En la boca del lobo is the first solo exhibition by ektor garcia (Red Bluff, California, 1985) at Galerie Nordenhake Mexico City. In his practice, garcia explores historically marginalized craft techniques, revalorizing them through a dialogue between materials of seemingly antithetical natures: ceramics, crochet, metal, leather, and rubber, integrating them into sculptural and spatial reflections.

The exhibition brings together various works produced in Tzintzuntzan “place of the hummingbirds”, Michoacán, a site that articulates the exhibition and serves as the artist’s current residence. garcia has explored Tzintzuntzan through the lens of daily lived experience: the intersection of memory, Purépecha history, proximity to local artisans and neighbors, the exploration of plastic traditions, and the bicycle journeys that allow him to map the region.

With a father from Michoacán, the artist’s cultural and artistic inquiries are directly influenced by the geographical environment. In this sense, his imaginary has been shaped not only by national crafts but also by international traditions; his travels across different continents have allowed him to identify commonalities and disparities within this vast spectrum of handwork.

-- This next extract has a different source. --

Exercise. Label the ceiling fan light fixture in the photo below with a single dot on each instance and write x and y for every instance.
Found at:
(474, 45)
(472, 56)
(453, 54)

His current residence in Michoacán has framed his interest in Purépecha culture, whereby Tzintzuntzan ceases to be a decontextualized site and becomes a terrain for horizontal dialogue and continuous learning between the artist and local artisans.

Several artworks featured in En la boca del lobo revisit processes and materials used by the artist in 2011, in which garcia constructs textiles from the rubber of punctured bicycle inner tubes after removing their valves. The exhibition also includes chains carved in cantera stone, carved pine pillars, and various crochet weavings made from diverse materials such as copper wire, cassette tape, and natural wool, interwoven with objects found on the road.

Other works explore the anatomy of human hands, referring to the primordial tool that allows for the transmutation of almost any matter. This action was observed and learned alongside the artisans of Tzintzuntzan. Hands carved in cantera or eucalyptus wood, or woven in popotillo, palm, chuspata, and copper wire, do not merely refer to the body and its creative capacity; they reclaim the identity of those who perform artisanal labor, a task frequently obscured or marginalized.

garcia’s practice is defined by the constant juxtaposition of diverse materials, a language that forces the coexistence of the seemingly irreconcilable: metal and ceramics, casting and modeling, wire and varied textile fibers, bicycle rubber and valves. In this oscillation between extremes, the exhibition presents several thresholds, physical or symbolic structures that divide the interior from the exterior. En la boca del lobo is a colloquial warning about leaving one place to enter another where danger is imminent. Having crossed this threshold, what emerges is a song of survival that overcomes punctured tires and violent territories, a song that finds its echo in the shared and learned practices of Andrés López, Diego López, Isidro López, Paula Juan Flores, Don Guzman, Aimé, Paula Guzmán, and Raúl Cortés Melo artisans and neighbors.